How to Make Italian Cheese Rice Ball Recipe:

  1. To prepare the soup, start finely chopping the onions and frying them in hot oil, without letting them get too much color. Add minced meat and brown, turning often. When it's browned, mix it with the white wine and let it evaporate. Add the tomato puree, season with salt and cook for 10-15 minutes: the sauce should be thick but not completely dry.
  2. At this point add the rice and cook as if it were risotto, gradually adding the hot stock.
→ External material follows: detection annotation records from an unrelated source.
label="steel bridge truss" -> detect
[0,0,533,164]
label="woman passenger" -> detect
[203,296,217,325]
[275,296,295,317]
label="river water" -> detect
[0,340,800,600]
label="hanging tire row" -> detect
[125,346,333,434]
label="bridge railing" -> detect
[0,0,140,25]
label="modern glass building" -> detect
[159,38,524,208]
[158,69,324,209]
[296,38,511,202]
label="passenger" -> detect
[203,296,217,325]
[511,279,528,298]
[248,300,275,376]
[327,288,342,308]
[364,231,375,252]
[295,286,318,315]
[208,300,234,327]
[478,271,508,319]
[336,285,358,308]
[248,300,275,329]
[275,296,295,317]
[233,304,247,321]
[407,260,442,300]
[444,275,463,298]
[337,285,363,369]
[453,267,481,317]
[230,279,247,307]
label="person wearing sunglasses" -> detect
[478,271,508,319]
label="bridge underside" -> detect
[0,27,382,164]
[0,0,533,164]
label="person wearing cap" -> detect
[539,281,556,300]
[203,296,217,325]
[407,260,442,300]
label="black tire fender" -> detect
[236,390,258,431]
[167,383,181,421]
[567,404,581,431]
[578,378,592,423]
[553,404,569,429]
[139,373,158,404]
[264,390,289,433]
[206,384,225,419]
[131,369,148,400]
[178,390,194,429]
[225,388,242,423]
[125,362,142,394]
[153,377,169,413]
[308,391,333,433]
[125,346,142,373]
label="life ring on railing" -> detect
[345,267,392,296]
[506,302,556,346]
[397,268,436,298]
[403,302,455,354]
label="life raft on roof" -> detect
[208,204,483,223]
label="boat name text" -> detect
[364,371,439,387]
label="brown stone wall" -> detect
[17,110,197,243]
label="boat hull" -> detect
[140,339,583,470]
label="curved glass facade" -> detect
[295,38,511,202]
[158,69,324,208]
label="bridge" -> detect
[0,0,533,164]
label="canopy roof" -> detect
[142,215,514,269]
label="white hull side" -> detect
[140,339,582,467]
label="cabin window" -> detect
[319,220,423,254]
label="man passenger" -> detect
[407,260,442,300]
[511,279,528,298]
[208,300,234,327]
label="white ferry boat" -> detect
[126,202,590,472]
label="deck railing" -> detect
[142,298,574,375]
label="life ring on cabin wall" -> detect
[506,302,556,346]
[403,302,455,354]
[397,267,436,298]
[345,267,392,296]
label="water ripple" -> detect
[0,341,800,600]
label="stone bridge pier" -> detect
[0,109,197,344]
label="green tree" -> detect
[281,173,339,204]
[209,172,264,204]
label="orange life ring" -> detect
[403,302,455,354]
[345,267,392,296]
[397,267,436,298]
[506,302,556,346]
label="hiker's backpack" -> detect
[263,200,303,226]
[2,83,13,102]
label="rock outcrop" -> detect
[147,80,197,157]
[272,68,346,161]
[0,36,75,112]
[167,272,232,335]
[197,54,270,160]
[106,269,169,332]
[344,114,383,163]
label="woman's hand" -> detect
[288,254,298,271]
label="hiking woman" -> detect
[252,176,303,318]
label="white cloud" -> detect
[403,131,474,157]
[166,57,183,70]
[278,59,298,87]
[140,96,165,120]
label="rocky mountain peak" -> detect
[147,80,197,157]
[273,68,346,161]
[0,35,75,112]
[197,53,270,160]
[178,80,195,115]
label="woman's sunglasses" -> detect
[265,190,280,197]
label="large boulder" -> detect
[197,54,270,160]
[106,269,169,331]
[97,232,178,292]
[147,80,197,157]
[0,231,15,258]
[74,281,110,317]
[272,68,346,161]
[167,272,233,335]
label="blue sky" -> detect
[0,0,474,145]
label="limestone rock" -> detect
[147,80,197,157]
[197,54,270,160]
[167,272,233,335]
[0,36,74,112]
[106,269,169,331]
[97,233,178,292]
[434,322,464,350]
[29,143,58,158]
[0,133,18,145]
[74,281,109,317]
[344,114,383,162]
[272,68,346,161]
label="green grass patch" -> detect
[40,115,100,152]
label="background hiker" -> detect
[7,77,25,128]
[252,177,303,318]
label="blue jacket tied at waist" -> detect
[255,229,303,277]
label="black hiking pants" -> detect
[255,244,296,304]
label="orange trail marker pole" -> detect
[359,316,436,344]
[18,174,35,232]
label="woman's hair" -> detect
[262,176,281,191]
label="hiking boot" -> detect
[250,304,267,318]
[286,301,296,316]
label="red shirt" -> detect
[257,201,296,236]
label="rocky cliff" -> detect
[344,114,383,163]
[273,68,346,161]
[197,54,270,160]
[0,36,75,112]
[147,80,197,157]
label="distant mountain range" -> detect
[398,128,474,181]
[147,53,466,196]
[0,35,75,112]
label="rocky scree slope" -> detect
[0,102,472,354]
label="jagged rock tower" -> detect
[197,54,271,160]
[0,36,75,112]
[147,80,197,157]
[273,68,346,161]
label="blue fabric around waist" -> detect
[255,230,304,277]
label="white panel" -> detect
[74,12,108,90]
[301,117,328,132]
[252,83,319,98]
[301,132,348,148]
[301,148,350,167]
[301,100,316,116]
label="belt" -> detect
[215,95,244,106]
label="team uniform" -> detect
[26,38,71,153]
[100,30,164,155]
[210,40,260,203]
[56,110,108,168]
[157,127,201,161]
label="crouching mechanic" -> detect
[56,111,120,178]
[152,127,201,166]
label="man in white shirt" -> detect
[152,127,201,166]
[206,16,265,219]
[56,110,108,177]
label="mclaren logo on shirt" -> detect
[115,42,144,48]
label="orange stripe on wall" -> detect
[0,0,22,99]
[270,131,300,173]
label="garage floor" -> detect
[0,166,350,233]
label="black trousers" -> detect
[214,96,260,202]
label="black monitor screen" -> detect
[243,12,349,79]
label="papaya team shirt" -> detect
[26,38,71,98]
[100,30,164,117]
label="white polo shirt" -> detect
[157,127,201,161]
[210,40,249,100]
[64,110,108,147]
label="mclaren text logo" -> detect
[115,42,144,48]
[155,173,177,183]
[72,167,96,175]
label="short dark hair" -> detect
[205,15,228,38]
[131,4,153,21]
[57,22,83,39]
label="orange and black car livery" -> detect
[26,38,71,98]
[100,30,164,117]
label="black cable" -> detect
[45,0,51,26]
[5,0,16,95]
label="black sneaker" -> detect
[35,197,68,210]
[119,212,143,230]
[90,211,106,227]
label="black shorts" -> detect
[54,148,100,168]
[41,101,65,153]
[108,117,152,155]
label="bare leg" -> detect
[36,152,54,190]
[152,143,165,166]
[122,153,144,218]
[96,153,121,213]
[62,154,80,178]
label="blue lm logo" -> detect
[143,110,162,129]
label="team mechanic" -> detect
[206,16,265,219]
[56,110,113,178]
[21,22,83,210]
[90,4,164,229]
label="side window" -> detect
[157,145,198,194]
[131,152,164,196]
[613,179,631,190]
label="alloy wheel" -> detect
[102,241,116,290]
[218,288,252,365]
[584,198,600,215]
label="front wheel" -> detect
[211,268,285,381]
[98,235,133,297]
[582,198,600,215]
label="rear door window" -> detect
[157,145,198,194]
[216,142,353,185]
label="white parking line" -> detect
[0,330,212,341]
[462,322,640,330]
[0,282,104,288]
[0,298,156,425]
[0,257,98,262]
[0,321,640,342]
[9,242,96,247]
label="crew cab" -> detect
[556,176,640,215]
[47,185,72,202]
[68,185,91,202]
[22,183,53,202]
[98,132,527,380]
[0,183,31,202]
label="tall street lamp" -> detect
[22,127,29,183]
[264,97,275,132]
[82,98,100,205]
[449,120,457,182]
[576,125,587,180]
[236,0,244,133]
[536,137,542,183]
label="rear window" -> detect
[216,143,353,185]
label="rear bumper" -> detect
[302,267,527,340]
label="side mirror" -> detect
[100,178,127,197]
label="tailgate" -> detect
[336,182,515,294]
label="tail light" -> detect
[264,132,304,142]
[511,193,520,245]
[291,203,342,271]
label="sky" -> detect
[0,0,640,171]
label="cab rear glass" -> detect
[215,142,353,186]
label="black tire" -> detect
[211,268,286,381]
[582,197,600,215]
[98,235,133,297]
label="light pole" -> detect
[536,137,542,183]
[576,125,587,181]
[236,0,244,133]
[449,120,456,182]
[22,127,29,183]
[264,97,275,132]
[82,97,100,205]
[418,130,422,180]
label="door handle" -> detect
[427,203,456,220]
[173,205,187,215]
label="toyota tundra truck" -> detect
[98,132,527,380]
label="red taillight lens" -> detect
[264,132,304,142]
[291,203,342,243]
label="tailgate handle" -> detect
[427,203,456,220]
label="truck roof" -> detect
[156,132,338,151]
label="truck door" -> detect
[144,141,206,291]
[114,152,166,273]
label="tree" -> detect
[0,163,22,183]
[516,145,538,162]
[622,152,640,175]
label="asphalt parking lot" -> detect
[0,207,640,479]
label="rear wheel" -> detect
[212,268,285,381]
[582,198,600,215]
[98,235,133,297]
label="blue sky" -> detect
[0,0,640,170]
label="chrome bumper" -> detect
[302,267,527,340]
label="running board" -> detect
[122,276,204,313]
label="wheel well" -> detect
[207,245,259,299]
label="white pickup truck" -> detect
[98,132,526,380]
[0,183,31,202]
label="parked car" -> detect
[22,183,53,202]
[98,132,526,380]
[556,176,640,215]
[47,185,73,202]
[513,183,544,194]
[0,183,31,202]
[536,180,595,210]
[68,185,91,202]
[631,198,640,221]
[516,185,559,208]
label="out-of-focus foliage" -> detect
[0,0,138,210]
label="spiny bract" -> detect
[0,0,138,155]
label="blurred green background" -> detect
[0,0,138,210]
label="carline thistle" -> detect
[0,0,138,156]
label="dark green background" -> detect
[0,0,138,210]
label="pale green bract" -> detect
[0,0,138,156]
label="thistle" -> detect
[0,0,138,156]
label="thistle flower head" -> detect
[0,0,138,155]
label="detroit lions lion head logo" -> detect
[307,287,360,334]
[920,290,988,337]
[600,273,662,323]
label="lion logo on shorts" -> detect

  3. Once cooked, add the butter and grated cheese, mix well. Then transfer the rice to a surface lined with parchment paper and flatten with a spoon (without crushing) spreading to cool completely.
  4. When the rice cools, cut the mozzarella into small pieces and let it drain. When the rice is cold, you can proceed to the formation of the soup: take a small amount of rice (about the size of a meatball) with wet hands and spread it evenly over the palms. Place a slice of mozzarella on top and cover it around so that the supply is cylindrical.
  5. Then dip the suppli in the beaten egg and then in the breadcrumbs, making the breading stick well. Heat the seed oil to a temperature of 175-180 ° and fry several supplì at a time, turning often until golden brown all over the surface. Transfer, when ready, onto absorbent paper. Serve the hot soup.